- Modern-era Red Barbarian

Publication information
- Publisher: Marvel Comics
- First appearance: Tales of Suspense #42 (June, 1963)
- Created by: Stan Lee Robert Bernstein Don Heck

In-story information
- Alter ego: Colonel Andre Rostov
- Partnerships: The Actor
- Notable aliases: Excellency Warden
- Abilities: None

= Red Barbarian =

The Red Barbarian is a character appearing in American comic books published by Marvel Comics. The character is depicted as a villain and the alter ego of Colonel Andre Rostov. First appearing in Tales of Suspense #42 (June, 1963), the Red Barbarian was created by Stan Lee, Robert Bernstein and Don Heck.

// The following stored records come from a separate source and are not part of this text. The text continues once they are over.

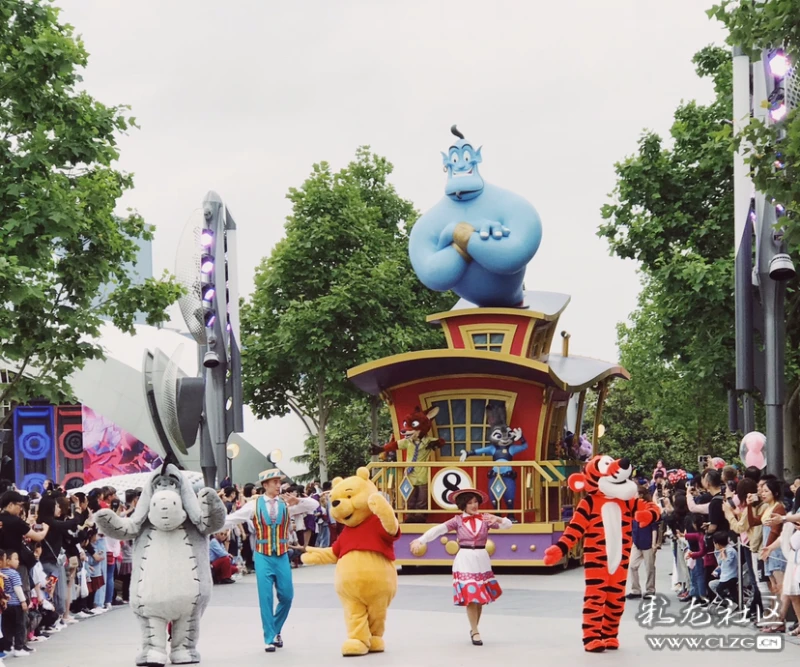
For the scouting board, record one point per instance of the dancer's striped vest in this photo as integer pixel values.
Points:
(271, 538)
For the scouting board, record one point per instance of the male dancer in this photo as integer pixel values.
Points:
(271, 514)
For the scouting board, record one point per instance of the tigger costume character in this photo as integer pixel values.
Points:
(603, 518)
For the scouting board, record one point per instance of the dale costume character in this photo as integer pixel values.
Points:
(604, 519)
(271, 514)
(478, 239)
(366, 576)
(420, 447)
(502, 449)
(474, 583)
(171, 577)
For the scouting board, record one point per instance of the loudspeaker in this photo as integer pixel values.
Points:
(34, 446)
(69, 441)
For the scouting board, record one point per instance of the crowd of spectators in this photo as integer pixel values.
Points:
(57, 568)
(735, 543)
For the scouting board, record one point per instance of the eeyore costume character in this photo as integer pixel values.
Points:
(171, 578)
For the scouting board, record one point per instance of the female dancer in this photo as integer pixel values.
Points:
(473, 580)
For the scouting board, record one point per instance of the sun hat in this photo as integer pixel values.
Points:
(272, 473)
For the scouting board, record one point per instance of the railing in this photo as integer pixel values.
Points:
(541, 487)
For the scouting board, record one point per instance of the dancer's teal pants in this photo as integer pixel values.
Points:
(273, 575)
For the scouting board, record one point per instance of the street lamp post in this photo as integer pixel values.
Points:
(207, 268)
(758, 90)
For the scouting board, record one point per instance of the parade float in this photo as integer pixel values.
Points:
(497, 399)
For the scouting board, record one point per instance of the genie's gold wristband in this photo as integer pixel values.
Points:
(461, 236)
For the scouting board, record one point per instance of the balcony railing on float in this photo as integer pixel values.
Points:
(542, 490)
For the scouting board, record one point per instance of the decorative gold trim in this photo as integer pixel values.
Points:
(520, 312)
(456, 354)
(526, 339)
(437, 562)
(477, 376)
(521, 528)
(578, 422)
(508, 331)
(448, 337)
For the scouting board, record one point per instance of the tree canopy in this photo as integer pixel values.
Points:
(348, 440)
(337, 291)
(61, 239)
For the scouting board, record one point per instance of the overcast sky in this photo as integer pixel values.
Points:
(244, 96)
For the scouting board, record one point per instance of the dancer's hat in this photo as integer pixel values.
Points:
(481, 494)
(272, 473)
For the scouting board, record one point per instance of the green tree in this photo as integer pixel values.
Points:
(672, 212)
(633, 432)
(61, 240)
(337, 291)
(348, 440)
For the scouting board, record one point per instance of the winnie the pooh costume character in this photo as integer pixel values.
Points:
(366, 577)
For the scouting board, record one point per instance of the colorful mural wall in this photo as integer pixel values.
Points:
(73, 445)
(109, 451)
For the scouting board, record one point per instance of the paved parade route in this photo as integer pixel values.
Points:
(537, 621)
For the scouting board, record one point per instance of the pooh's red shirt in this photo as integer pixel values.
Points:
(369, 536)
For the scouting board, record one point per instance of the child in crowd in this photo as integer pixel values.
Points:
(97, 571)
(13, 621)
(643, 551)
(82, 606)
(695, 556)
(726, 574)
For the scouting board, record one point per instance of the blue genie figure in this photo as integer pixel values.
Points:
(478, 239)
(501, 449)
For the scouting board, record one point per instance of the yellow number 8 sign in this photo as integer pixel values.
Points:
(445, 482)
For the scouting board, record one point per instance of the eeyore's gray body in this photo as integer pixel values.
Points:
(171, 578)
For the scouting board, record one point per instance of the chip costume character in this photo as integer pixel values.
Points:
(603, 519)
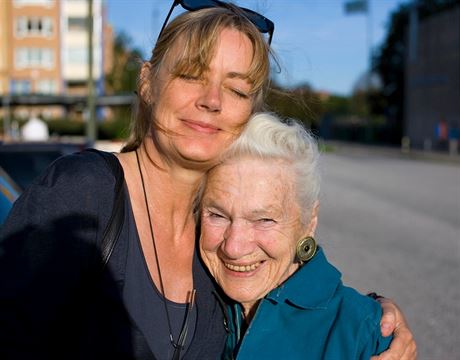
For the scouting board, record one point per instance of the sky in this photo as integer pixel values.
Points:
(315, 40)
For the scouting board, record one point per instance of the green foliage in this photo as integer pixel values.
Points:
(336, 105)
(126, 66)
(300, 103)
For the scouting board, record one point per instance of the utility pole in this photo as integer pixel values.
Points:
(91, 129)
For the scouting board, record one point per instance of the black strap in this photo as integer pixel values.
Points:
(113, 229)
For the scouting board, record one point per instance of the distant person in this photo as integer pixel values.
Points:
(35, 129)
(259, 212)
(155, 300)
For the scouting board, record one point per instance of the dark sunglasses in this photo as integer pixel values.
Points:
(264, 25)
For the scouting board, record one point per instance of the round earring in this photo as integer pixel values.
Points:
(306, 249)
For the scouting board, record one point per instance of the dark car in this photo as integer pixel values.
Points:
(9, 192)
(25, 161)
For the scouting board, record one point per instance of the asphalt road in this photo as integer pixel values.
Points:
(392, 225)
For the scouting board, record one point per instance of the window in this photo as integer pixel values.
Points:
(77, 55)
(47, 86)
(34, 57)
(20, 86)
(76, 23)
(47, 3)
(34, 26)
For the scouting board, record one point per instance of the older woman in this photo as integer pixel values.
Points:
(207, 74)
(259, 213)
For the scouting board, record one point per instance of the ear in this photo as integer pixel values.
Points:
(313, 220)
(144, 82)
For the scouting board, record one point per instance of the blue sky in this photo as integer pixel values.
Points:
(316, 42)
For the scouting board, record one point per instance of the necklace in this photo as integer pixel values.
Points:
(179, 345)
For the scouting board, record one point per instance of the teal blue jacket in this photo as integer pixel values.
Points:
(311, 316)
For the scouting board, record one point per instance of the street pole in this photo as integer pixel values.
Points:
(91, 129)
(369, 72)
(6, 117)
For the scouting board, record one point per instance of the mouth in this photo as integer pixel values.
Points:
(243, 268)
(201, 127)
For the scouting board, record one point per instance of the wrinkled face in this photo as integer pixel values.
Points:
(249, 227)
(203, 115)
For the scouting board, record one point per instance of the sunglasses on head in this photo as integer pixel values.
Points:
(264, 25)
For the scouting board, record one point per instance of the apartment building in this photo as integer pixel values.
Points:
(33, 47)
(44, 46)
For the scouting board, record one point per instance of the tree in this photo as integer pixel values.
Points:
(126, 65)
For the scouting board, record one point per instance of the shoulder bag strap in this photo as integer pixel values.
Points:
(113, 229)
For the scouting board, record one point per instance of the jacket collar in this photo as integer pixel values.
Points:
(312, 286)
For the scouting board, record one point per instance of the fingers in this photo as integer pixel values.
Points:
(390, 316)
(403, 346)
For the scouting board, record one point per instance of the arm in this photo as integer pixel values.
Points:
(403, 345)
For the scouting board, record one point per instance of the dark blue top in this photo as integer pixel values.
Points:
(311, 316)
(54, 300)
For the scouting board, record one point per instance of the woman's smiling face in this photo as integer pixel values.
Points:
(250, 224)
(204, 114)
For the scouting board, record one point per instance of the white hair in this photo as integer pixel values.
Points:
(267, 137)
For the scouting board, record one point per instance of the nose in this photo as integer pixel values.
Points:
(238, 241)
(210, 98)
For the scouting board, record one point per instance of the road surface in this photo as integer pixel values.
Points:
(392, 225)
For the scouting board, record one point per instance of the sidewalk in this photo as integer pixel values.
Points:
(355, 148)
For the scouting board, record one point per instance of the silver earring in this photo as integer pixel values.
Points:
(306, 249)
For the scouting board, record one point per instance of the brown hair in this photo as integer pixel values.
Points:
(197, 32)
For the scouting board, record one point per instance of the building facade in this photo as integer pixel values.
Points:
(432, 89)
(44, 47)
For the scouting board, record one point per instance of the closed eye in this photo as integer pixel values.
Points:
(266, 220)
(240, 94)
(188, 77)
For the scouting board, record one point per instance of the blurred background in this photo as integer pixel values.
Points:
(378, 81)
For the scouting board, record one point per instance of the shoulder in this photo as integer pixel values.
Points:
(76, 192)
(78, 170)
(363, 314)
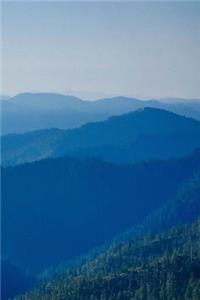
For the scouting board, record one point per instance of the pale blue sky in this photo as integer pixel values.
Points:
(141, 49)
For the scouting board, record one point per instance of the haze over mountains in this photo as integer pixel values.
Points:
(29, 111)
(145, 134)
(68, 191)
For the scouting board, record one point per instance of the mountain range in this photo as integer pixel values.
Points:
(34, 111)
(141, 135)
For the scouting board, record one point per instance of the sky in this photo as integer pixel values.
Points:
(140, 49)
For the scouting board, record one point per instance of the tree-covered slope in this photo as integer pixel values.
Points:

==Fictional character biography==

===1960s===

Tales of Suspense #42 (June 1963): Red Barbarian debuts. Cover art by Don Heck.

The Red Barbarian was a Communist general in an unnamed country, known for his brutality. After an attempt to steal an atomic bomb prototype from Stark Industries is foiled by Iron Man, the Red Barbarian is approached by another Soviet agent known as the Actor who is superior in disguising himself. The duo scheme to steal the secret disintegrator ray blueprints of Tony Stark. The Actor is sent to impersonate Stark and get the plans. The Actor succeeds in doing so, through the means of changing from disguise to disguise, and even learns the secret identity of Iron Man. However, Iron Man manages to get back the classified papers from the Actor. Posing as the Actor, Iron Man meets with the Red Barbarian. When the actual Actor returns, the Red Barbarian thinks he is the imposter and shoots him before he can reveal Iron Man's secret identity.

===2010s===
After a long period of absence, the Red Barbarian resurfaces as the warden of a gulag where Bucky Barnes is serving time for killing two Russian citizens. He is later seen living in the Bahamas until he is assassinated by Barnes.

==Other versions==
An alternate universe version of the Red Barbarian appears in Iron Man and the Armor Wars, an adaptation of the "Armor Wars" storyline.